Con las limitaciones impuestas por la influencia del clima ambiental del momento se puede decir que quienes escribieron en este género de revistas permanecieron vinculados, en su clara mayoría, al mundo del liberalismo político. En estos años apareció un género de escritor que, al margen de su labor de creación en ficción o ensayo, pretendía tener una influencia directa en los acontecimientos políticos y sociales. Para este tipo humano se llegó a inventar como denominación —antes era sólo un calificativo— el término «intelectual». Los intelectuales, un producto característicamente finisecular y de origen francés, aparecieron en España como consecuencia de los procesos militares de los acusados por haber practicado el terrorismo anarquista que acabaron encarcelados en Montjuich. Luego la pérdida de las colonias y muchos otros motivos de la vida pública justificaron su beligerancia en terrenos extra-literarios. Haciendo autocrítica de esta afanosa imbricación en un propósito de transformación que se convirtió en un rasgo característico del mundo cultural español, Maeztu, uno de ellos, lamentó que no fueran capaces de escribir otra cosa que esbozos de libros, rellenados con larvas de ideas". Pero, en realidad, la bohemia que parece identificarse con esta actitud (en la que vivieron buena parte de sus primeros años de dedicación literaria los compañeros de la generación del autor citado) fue un producto característico de una etapa anterior que concluyó con la muerte de su más conocido representante, Alejandro Sawa, a comienzos del nuevo siglo.

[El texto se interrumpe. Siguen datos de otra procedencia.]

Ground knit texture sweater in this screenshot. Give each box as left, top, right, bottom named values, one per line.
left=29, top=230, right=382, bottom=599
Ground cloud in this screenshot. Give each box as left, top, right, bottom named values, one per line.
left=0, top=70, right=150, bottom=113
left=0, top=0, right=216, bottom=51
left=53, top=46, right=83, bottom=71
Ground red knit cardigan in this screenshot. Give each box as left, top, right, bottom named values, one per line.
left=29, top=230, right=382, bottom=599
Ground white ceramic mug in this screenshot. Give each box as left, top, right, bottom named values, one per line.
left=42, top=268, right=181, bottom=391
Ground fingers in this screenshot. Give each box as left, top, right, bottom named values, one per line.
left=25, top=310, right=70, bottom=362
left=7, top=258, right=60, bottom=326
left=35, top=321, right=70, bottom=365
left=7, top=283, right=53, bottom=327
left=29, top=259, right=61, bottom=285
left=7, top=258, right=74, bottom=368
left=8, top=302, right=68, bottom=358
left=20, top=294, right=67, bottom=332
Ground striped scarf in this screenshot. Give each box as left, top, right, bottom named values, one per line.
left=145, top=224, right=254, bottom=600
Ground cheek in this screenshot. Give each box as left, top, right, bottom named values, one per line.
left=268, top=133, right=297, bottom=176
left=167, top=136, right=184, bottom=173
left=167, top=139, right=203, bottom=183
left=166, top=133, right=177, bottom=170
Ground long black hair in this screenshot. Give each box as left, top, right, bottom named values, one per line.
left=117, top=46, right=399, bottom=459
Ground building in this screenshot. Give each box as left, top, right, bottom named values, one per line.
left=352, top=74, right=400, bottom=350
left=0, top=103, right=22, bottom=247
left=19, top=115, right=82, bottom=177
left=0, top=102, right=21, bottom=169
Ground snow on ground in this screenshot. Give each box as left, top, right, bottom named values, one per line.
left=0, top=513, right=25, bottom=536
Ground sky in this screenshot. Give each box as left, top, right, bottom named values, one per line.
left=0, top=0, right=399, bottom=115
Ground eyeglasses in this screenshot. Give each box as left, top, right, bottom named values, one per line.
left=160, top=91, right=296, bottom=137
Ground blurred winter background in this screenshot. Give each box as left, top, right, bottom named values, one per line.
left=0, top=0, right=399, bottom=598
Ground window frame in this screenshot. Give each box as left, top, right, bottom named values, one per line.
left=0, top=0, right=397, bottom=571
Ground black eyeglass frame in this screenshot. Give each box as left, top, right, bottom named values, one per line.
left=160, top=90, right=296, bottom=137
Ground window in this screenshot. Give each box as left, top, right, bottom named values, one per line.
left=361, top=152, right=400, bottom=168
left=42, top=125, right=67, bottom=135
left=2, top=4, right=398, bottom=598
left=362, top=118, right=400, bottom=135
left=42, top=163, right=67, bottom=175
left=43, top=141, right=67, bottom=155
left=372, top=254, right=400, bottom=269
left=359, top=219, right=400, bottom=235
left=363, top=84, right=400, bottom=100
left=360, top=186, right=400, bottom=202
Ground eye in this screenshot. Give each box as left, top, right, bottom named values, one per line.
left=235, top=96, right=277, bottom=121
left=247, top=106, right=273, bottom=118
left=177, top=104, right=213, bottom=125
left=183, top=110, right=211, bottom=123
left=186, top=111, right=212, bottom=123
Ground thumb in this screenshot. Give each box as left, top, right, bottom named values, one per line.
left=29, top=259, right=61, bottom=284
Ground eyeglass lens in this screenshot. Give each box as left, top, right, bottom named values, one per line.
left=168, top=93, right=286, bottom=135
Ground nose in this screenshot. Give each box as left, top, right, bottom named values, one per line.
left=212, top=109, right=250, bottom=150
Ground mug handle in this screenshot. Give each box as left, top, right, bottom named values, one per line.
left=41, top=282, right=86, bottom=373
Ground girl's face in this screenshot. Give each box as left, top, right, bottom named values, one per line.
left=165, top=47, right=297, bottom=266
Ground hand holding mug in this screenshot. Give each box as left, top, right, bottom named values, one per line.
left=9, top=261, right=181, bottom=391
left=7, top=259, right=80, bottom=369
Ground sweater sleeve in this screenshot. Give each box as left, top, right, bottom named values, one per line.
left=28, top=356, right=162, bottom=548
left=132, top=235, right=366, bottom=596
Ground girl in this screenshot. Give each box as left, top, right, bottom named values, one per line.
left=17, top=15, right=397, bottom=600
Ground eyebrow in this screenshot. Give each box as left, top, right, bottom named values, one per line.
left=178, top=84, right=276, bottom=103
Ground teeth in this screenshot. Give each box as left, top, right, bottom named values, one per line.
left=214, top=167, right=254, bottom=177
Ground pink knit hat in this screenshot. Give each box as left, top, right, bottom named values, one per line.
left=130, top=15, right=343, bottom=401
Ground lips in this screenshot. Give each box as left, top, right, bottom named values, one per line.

Una parte de la cultura es también la diversión popular, un elemento para conocer el pasado que despierta un interés creciente entre los historiadores como procedimiento para revelar las peculiaridades más íntimas de una sociedad en la vida cotidiana de sus gentes normales. A ella debemos aludir brevemente, entre otros motivos, porque revela tanto la perduración de mentalidades heredadas del pasado como los cambios que el nuevo siglo traería consigo.